Feb 24, 2014, 10:19 AM
I heard that you settled down, that you found a girl, and you are a married man now.
I heard that your dreams came true; I guess she gave you things I couldn’t give to you. I wish I wasn’t writing this to you, but I couldn’t fight it. I used to think that you were a closed chapter in my life, long gone and forgotten until the day I saw you in a train– a train we shared, and I was sitting directly opposite you.
You couldn’t have seen me even if you wanted to because I was having this big funky Afro on my head, and it covered my face and gave me a different look. Moreover, I was wearing this big winter coat that was big enough to make room for two.
It was then that a man came in all dressed up in a Tuxedo suit, his hair all cut up neat and nicely. A brief-case in one hand and his other free hand tucked in his trouser pocket. I wouldn’t have given him a second glance except it was the way he walked and the way he tilted his head to his left side. He reminded me of you. There was a cockiness about him – something you always had. And he was you when my eyes finally rested on his face. Not even in my wildest dreams would I have ever thought that we would meet again, and in a train for that matter.
You walked in and the doors closed behind you, and you quickly sat down on the nearest available seat, placing your brief-case at your feet.
I couldn’t believe my eyes. I shut them tight hoping that this was a dream. But when they flew open you were still there. Nothing about you changed one bit not even the way you ran your tongue around your lips to moisten them, and not even the way you wipe your wrist-watch before checking the time. You never checked the time unless if you were in a hurry.
It was then I knew that you were late for work or an appointment. Perhaps that was the second appointment you have missed in a row that morning.
It feels like yesterday when we were little children.

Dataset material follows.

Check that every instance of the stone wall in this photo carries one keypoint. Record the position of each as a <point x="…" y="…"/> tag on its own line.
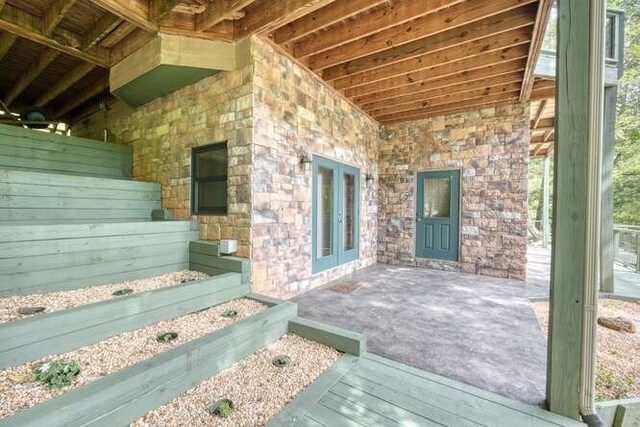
<point x="162" y="133"/>
<point x="296" y="113"/>
<point x="491" y="148"/>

Do you remember when we used to play husband and wife and our mothers would beat us after searching for us for a long time. “My rice has burnt while I went looking for you, urchin!” My mother would rant.
Do you remember when the rain came down every year, and we would rush out to catch the first droplets through our mouths? Do you remember how heavenly they tasted? You would say that God was done washing his clothes and he was throwing the dirty water on us. That was funny. We would go to the afternoon Arabic classes together to know God more so that we would do good deeds and drink God’s clean water when we die. You would tell me, “God is giving us a taste of what he has up there.” We would dance around in the rain, washing, jumping screaming, fighting and making up, laughing, crying, and swimming in the puddles until our mothers would ask us into our houses.
And when the rain had wet the sand, we would dig to build mud houses over our feet. The one whose house survives for a long time is made the boss.
Do you still remember that I never played with anyone else except you, and you stood by me even if I wronged other people and that our class-mates named us husband and wife? You would get mad when they called us that, but I never grew mad. Infact I liked it. I always toyed with the idea of us getting married and having children when we grow up. Until our mothers fought over us saying that we would never play together. As we grew up I saw you distance yourself from me everyday, and so did your dreams from mine. And then one day, you had to go to college. That was disheartening to me and today we have to meet like this.
P.S. I am happily married now with two kids. Do not bother writing back to me because there is no return address, and I do not want you to. Forgive me for getting your information and God bless you.